After joining Brown and CCMB in 2023, Ying Ma has been working hard to address genomic challenges in spatial transcriptomics with integrative deep learning and statistical methods. She has recently received three grants over $1M each from the NSF and NIH as the lead or sole PI to continue her innovative work.
Integrative Computational Models for Decoding Disease Mechanisms and Predicting Drug Synergies in Spatial Transcriptomics
MIRA ESI R35 Outstanding Investigator Award
This project will develop novel statistical and computational methods to integrate Spatially multi-omics data with clinical, pharmacogenomic, and GWAS data to uncover how cellular spatial organization influences critical clinical phenotypes in complex tissues.
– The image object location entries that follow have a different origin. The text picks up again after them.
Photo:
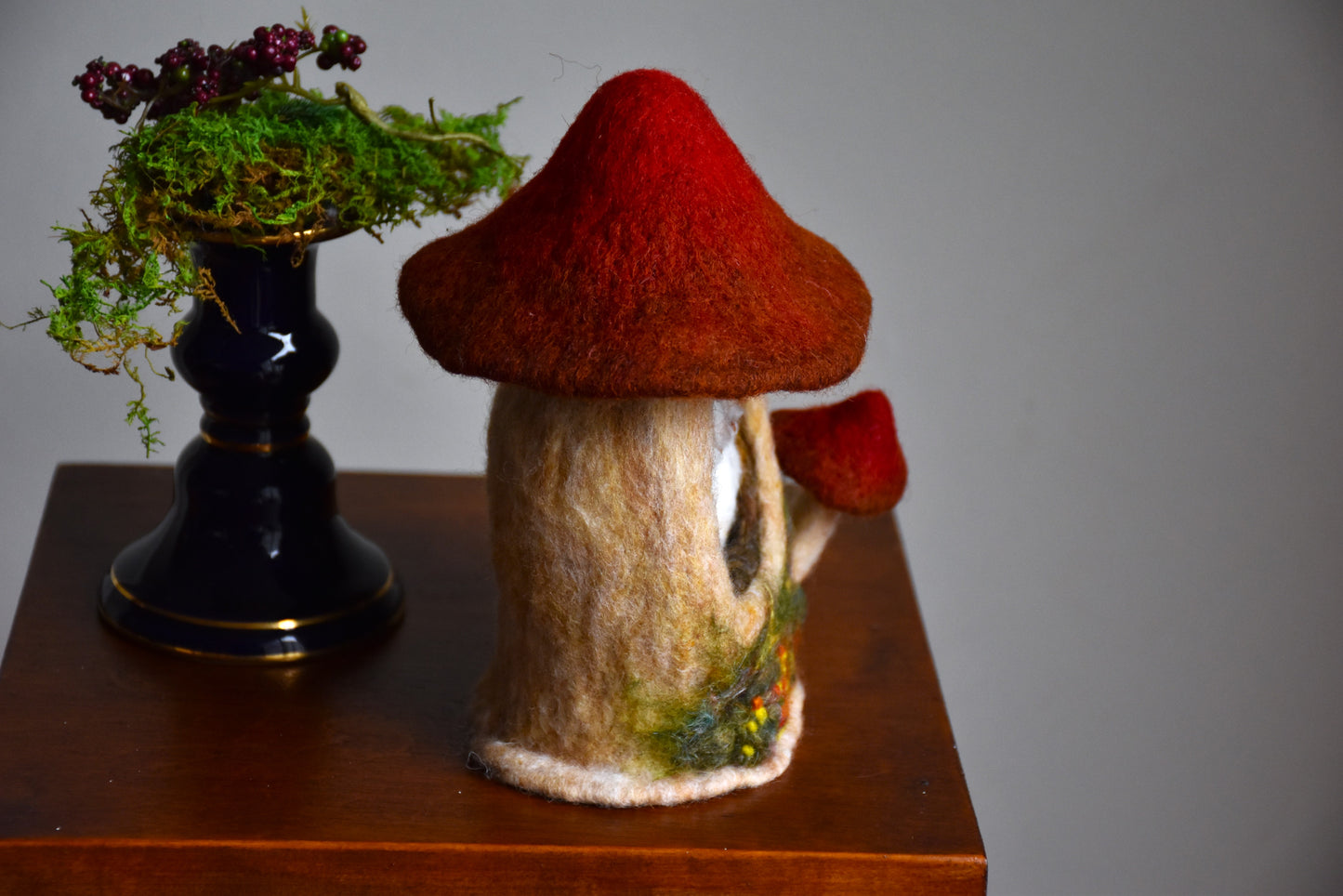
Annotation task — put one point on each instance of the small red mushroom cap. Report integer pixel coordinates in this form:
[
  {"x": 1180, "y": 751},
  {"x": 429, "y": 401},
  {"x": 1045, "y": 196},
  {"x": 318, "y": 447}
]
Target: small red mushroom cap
[
  {"x": 643, "y": 259},
  {"x": 845, "y": 455}
]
By jointly modeling pharmacogenomic data in the context of cellular spatial organizations and pinpointing disease-associated spatial patterns, the proposed tools will overcome current limitations in leveraging heterogeneous data sources. Ultimately, this work will advance our understanding of how spatial heterogeneity drives disease progression and shapes therapeutic responses.
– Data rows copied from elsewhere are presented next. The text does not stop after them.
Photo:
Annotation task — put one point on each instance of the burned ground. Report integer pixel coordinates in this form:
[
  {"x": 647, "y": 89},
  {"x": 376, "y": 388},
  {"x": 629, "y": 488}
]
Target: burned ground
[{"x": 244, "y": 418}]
NSF/BIO-UKRI/BBSRC: Integrative Deep Learning and Statistical Models for 3D Multimodal Analysis of Brain Structure
Collaborative Research: SCH: Protecting Privacy and Promoting Fairness in Advanced Genomic Research using Federated Learning
This project represents a significant step forward in advancing federated learning for large-scale, privacy-preserving analysis of biological data across multiple institutions – enabling collaboration without the need for data sharing. This project will develop a series of statistical and computational methods that enables secure, collaborative analysis of genomic and genetic data without requiring data to be shared.